Reklama
Reklama
Tylko u nas

Piasek odpowiada na falę krytyki po występie w Opolu. Przyznał się do pomyłki [POMPONIK EXCLUSIVE]

Andrzej Piaseczny, który wraz z Kayah poprowadził tegoroczny festiwal w Opolu, musiał zmierzyć się z wieloma negatywnymi komentarzami internautów. Wszystko z powodu tego, jak zachowywał się na scenie. Czy mimo pewnych pomyłek artysta jest zadowolony ze swojego występu? O szczegółach opowiedział w rozmowie z reporterem Pomponika.

Za nami kolejny festiwal w Opolu

Tegoroczna edycja Krajowego Festiwalu Piosenki Polskiej w Opolu od samego początku wzbudzała wielkie emocje. Nie każdemu spodobały się bowiem zaskakujące decyzje nowego zarządu TVP, którzy postanowili zrezygnować z zaproszenia kilku stałych bywalców imprezy. 

W rezultacie na scenie nie pojawiła się między innymi Maryla Rodowicz, wśród występujących na próżno było szukać także Justyny Steczkowskiej.

Reklama

Mniejszych i większych afer nie brakowało także zaraz po rozpoczęciu festiwalu. Publiczność była zbulwersowana tym, jak potraktowano legendarną artystkę Sławę Przybylską, kontrowersje wzbudziło także zachowanie Zenona Laskowika.

Piasek odpowiada na krytyczne komentarze widzów

Z surowymi komentarzami musiał zmierzyć się także Andrzej "Piasek" Piaseczny, który wraz z Kayah poprowadził 61. odsłonę festiwalu. Wielu fanom nie spodobał się sposób, w jaki wokalista zachowywał się na scenie. Znaleźli się też tacy, którzy posądzają go o to, że podczas swojego występu... zaśpiewał z playbacku.

Wokalista postanowił odnieść się do wszystkiego podczas rozmowy z naszym reporterem.

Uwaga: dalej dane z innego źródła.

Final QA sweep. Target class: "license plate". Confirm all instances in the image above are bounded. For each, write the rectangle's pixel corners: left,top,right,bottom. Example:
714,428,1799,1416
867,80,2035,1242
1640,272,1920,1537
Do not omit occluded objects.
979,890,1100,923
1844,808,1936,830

"Nie chciałbym się porównywać do kogokolwiek, postawiliśmy na trochę więcej luzu... Fakt, język mi się poplątał parę razy, taki jestem. Nie jestem prezenterem zawodowym, więc myślę, że to jest usprawiedliwiona sytuacja" - tłumaczy piosenkarz, przyznając się do kilku drobnych pomyłek.

Jak Piasek zareagował na nieprzychylną reakcję fanów i dziennikarzy?

"Myślę sobie, że sam muszę wiedzieć, co robię. Było naprawdę bardzo dobrze. Może nie było najlepiej na świecie, ale jesteśmy tylko ludźmi" - zdradził nam artysta.

Andrzej Piaseczny nie przejmuje się komentarzam internautów

53-latek dodał, że z dużą rezerwą podchodzi do tego, co można przeczytać na jego temat w internecie.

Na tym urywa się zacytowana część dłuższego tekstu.